The risk of haemorrhage is one of the major reasons that patients with MIS are excluded from IV-tPA treatment. In our meta-analysis, 15 (1.9%) patients developed sICH, and all of these patients received IV-tPA therapy. Our results were in line with previous studies5 30 31 showing that the risk of sICH was low for patients with MIS treated with IV-tPA, although higher in comparison with the non-treatment group. A meta-analysis of 12 trials reported that the risk of sICH in all patients with stroke was 7.7%.30 The incidence of sICH based on stroke severity was compared in a cohort study that found the risk of haemorrhage was about 2% in patients with MIS and 8.1% in patients with a baseline NIHSS score of more than 6.31 Moreover, we found that in all 15 patients with sICH reported in three studies, defined as any ICH with NIHSS score increase of ≥1,11 18 21 haemorrhage was not serious and may not be associated with disability and mortality. The mortality rate of IV-tPA-treated patients (2.4%) and non-tPA-treated patients (2.9%) was similar, which suggested IV-tPA treatment did not affect mortality. Our meta-analysis, along with previous studies, suggests the overall risk of sICH is low and does not contribute to disability or mortality in patients with MIS treated with IV-tPA. The results of our meta-analysis support the need for ongoing randomised trials to further investigate the role of IV-tPA therapy in MIS. The TNK–Tissue-Type Plasminogen Activator Evaluation for Minor Ischemic Stroke With Proven Occlusion-2 (TEMPO-2) and A Study of the Efficacy and Safety of Activase (Alteplase) in Patients With Mild Stroke (PRISMS) are two ongoing randomised, placebo-controlled trials evaluating the efficacy, and particularly the safety, of IV-tPA or Tenecteplase -tissue-type plasminogen activator in patients with MIS (http://clinicaltrials.gov/).

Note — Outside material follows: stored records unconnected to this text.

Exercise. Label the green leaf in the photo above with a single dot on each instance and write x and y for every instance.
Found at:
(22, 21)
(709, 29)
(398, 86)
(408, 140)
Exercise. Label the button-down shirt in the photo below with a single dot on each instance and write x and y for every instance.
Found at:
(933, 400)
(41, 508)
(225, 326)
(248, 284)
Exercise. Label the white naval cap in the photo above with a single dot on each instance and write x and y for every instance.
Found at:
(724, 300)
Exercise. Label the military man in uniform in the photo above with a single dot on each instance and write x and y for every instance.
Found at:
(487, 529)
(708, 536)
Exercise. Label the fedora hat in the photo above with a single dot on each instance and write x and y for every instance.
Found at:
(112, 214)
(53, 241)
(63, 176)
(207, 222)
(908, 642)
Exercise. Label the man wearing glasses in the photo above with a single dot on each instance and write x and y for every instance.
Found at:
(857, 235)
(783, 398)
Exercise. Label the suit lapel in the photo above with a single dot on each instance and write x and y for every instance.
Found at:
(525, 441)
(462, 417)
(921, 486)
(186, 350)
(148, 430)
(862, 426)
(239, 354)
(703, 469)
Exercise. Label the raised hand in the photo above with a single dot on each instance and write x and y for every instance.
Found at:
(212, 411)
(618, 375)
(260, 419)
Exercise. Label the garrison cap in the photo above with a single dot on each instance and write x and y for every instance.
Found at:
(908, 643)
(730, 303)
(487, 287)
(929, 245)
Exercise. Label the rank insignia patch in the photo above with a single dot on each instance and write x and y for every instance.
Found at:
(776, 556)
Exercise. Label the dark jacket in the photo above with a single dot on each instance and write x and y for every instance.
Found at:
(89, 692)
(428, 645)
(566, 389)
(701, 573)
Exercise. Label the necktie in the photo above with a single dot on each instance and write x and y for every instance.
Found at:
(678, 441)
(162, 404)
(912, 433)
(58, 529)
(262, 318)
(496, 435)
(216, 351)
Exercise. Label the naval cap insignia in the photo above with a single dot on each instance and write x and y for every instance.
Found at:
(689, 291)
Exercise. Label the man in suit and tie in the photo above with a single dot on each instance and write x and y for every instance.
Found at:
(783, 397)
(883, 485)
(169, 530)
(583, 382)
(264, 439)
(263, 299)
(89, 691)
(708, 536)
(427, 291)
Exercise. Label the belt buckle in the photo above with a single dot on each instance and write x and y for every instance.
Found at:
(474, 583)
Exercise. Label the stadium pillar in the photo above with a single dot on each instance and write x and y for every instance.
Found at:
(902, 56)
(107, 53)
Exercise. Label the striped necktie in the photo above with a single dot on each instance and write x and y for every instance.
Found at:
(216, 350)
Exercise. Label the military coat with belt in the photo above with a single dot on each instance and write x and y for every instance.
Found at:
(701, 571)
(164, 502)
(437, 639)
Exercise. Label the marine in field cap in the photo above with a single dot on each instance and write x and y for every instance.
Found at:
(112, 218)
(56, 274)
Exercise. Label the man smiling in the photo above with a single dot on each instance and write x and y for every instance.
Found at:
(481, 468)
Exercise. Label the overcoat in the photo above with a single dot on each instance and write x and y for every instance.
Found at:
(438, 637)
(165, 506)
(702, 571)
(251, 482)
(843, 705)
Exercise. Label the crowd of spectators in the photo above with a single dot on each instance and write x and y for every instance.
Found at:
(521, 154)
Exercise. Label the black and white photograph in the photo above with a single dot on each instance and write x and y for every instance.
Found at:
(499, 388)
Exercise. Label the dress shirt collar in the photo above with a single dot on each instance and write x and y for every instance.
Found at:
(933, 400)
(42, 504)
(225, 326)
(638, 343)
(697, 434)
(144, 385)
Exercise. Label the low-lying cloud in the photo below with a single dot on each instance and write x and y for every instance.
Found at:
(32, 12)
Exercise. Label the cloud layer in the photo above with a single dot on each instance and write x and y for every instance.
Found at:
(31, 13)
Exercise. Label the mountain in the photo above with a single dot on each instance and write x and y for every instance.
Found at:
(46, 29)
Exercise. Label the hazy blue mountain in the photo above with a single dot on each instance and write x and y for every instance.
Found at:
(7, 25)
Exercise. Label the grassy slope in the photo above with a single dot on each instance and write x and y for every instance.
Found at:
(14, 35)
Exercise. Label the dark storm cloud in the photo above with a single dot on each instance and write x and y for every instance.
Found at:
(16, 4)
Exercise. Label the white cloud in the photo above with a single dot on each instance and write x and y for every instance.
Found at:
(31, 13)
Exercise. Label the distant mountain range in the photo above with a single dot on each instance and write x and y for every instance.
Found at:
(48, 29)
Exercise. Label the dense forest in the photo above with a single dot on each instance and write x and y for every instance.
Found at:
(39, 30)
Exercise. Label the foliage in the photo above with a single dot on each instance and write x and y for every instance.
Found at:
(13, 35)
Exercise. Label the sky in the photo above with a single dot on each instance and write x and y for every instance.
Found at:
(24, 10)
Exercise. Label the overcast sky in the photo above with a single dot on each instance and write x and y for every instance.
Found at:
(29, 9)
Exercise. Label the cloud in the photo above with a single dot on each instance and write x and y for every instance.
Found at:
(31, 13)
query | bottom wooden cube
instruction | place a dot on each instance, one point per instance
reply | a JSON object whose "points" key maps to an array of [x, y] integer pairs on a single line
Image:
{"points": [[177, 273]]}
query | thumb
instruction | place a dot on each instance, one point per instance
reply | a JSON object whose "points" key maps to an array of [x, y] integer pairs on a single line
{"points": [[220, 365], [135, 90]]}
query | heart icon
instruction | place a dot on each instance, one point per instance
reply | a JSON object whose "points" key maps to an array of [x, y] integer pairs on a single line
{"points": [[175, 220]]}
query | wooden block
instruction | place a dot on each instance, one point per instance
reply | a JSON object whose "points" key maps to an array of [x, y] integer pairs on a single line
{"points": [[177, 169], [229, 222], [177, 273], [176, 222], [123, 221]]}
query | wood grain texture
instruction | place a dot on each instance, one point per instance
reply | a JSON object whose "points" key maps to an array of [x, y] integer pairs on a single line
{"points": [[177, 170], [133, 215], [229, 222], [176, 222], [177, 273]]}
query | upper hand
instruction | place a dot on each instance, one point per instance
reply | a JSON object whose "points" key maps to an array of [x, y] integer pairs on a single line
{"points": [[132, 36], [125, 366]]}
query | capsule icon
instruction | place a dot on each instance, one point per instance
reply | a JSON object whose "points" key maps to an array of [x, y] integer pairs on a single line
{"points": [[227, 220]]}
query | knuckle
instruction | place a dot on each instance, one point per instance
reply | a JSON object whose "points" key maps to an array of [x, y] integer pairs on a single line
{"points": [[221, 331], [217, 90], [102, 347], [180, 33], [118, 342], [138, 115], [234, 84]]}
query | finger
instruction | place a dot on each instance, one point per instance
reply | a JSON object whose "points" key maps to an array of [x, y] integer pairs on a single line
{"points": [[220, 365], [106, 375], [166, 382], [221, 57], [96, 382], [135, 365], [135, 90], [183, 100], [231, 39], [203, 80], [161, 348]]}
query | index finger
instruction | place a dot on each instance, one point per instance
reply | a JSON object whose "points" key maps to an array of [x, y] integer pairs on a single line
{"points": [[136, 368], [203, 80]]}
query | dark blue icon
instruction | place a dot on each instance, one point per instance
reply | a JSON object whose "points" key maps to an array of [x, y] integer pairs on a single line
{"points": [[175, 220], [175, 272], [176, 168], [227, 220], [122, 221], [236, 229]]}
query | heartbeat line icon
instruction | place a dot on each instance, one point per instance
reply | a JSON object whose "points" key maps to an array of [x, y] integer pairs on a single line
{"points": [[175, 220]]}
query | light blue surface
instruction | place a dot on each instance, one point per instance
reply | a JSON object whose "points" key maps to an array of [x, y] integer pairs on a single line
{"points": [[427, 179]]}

There were some limitations to our meta-analysis. First, most of the studies included fairly small number of subjects, together with potential bias arising from the non-randomised nature of observational studies. This bias could not be compensated for satisfactorily, and the unadjusted results from observational studies remain less conclusive even when the data from post-hoc analyses of large randomised controlled trial are combined. Second, we could not report the results based on adjusted OR as four of the included studies did not report these data. Third, the definition of sICH was different among included studies.

Conclusion

In conclusion, our meta-analysis found that patients with MIS treated with IV-tPA had improved functional outcome compared with patients without IV-tPA treatment. Although IV-tPA treatment increased the risk of sICH, this risk is low and did not affect mortality. Our results suggest IV-tPA treatment is beneficial and relatively safe in patients with MIS, and there is a need for further randomised clinical trials to confirm these findings.